Greatest hits album by Yazoo (Yaz)
- Released: 6 September 1999
- Recorded: 1981–1983
- Genre: Synth-pop; electropop;
- Length: 40:32
- Label: Mute; Reprise;
- Producer: E.C. Radcliffe; Yazoo;

Yazoo (Yaz) chronology
| You and Me Both (1983) | Only Yazoo (1999) | In Your Room (2008) |

= Only Yazoo =

1999 album by English duo Yazoo

Only Yazoo is a greatest hits album released by English synth-pop duo Yazoo in 1999. At the point of its release, the band had been broken up for over 15 years.

The collection includes the best bits of their two studio albums – Upstairs at Eric's and You and Me Both as well as non-album tracks like "State Farm". The album also included a number of new remixes that were featured on re-issued singles.

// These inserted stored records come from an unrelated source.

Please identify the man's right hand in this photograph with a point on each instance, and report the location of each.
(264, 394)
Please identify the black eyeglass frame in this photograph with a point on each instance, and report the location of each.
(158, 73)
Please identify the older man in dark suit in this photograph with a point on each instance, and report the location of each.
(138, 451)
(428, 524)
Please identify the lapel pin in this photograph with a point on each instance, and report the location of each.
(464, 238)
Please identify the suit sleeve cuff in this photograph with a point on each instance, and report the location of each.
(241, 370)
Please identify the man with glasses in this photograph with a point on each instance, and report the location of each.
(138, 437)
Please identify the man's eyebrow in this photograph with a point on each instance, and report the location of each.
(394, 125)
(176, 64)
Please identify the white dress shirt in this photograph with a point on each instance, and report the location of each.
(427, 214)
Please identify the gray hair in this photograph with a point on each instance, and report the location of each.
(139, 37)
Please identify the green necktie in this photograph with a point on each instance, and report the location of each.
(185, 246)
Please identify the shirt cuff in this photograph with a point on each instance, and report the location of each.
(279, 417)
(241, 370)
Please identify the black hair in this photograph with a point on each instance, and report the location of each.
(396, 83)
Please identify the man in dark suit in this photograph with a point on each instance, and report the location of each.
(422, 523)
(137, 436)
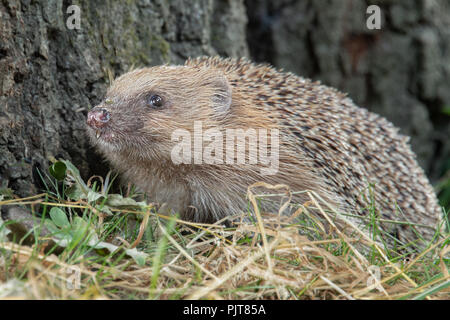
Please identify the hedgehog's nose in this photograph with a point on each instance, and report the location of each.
(98, 118)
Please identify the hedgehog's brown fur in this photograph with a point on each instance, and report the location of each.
(327, 144)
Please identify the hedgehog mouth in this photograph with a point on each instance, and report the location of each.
(103, 135)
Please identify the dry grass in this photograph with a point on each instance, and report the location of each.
(330, 258)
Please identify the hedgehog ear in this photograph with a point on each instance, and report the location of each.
(221, 99)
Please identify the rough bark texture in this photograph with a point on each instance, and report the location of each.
(50, 75)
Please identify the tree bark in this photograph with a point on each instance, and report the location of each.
(401, 71)
(50, 75)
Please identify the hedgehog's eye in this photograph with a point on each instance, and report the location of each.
(155, 101)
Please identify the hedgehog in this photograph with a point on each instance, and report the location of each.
(317, 138)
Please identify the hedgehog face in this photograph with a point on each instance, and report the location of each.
(144, 107)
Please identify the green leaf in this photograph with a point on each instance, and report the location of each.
(59, 217)
(93, 196)
(58, 170)
(3, 231)
(75, 192)
(75, 174)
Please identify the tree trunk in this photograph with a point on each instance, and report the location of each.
(51, 75)
(401, 71)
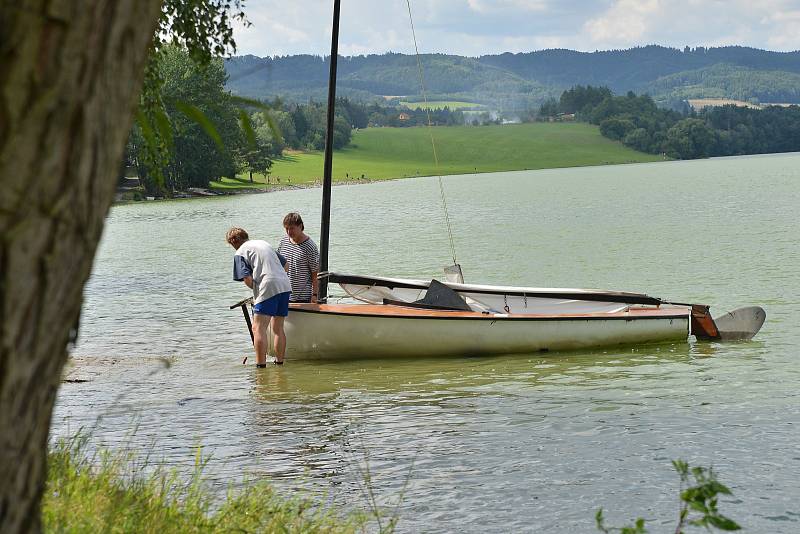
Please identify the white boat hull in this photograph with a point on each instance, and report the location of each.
(358, 331)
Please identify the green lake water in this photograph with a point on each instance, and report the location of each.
(530, 443)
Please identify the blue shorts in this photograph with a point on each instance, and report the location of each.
(277, 306)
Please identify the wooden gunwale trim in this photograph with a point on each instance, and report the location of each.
(400, 312)
(589, 295)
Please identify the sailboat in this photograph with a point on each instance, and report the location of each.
(399, 317)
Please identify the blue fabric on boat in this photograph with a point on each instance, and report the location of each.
(277, 306)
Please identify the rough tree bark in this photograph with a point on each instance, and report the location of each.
(70, 75)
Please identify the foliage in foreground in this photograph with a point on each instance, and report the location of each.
(112, 492)
(698, 503)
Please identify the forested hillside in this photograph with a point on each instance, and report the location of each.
(519, 82)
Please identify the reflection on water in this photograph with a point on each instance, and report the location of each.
(522, 443)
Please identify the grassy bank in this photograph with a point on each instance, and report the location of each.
(113, 492)
(383, 153)
(441, 104)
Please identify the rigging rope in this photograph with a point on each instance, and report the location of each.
(430, 131)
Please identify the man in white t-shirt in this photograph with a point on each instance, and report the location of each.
(261, 268)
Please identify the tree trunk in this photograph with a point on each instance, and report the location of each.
(70, 76)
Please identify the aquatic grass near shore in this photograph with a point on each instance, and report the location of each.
(116, 492)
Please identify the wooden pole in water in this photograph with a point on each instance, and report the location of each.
(327, 180)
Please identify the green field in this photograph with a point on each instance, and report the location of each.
(384, 153)
(441, 104)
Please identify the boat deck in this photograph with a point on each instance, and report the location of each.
(390, 310)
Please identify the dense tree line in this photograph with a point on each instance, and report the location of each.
(202, 135)
(522, 81)
(639, 123)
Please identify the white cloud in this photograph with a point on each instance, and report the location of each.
(487, 6)
(625, 23)
(477, 27)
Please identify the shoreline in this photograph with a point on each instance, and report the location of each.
(209, 192)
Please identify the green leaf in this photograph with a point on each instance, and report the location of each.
(164, 126)
(147, 130)
(195, 114)
(247, 127)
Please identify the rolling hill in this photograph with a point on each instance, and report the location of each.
(515, 82)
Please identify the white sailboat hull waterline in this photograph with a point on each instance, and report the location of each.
(415, 318)
(359, 331)
(392, 322)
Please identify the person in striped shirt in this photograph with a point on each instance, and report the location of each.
(302, 259)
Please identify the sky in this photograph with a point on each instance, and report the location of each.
(477, 27)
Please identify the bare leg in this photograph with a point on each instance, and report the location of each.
(276, 323)
(260, 337)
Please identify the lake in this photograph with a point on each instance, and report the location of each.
(510, 443)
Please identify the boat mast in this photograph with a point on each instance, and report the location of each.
(325, 227)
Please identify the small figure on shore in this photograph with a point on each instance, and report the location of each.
(260, 267)
(302, 259)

The album's title is a play on their biggest single, "Only You". In the US and Canada, however, where the band were known as Yaz, the album was called The Best Of, and was released by Reprise Records, like Sire, also owned by Warner Music Group.

Professional ratings
Review scores
| Source | Rating |
| AllMusic | Star |
| Rolling Stone | Star |

==Track listing==
===CD: Mute / CD MUTEL 6 (UK)===
1. "Only You" – 3:12
2. "Ode to Boy" – 3:38
3. "Nobody's Diary" – 4:31
4. "Midnight" – 4:20
5. "Goodbye 70's" – 2:33
6. "Anyone" – 3:25
7. "Don't Go" – 3:06
8. "Mr Blue" – 3:26
9. "Tuesday" – 3:19
10. "Winter Kills" – 4:03
11. "State Farm" – 3:35
12. "Situation" (US 12" mix) – 5:46
13. "Don't Go" (Todd Terry Freeze mix) – 6:12
14. "Situation" (Club 69 Future Funk mix) – 8:48
15. "Only You" (1999 version) – 2:53

==Weekly charts==

| Chart (1999) | Peak Position |
|---|---|
| Scottish Albums (OCC) | 37 |
| Swedish Albums (Sverigetopplistan) | 28 |
| UK Albums (OCC) | 22 |
| UK Independent Albums (OCC) | 5 |

==Sales and certifications==

| Region | Certification | Certified units/sales |
| United Kingdom (BPI) | Silver | 60,000^{^} |
^{^} Shipments figures based on certification alone.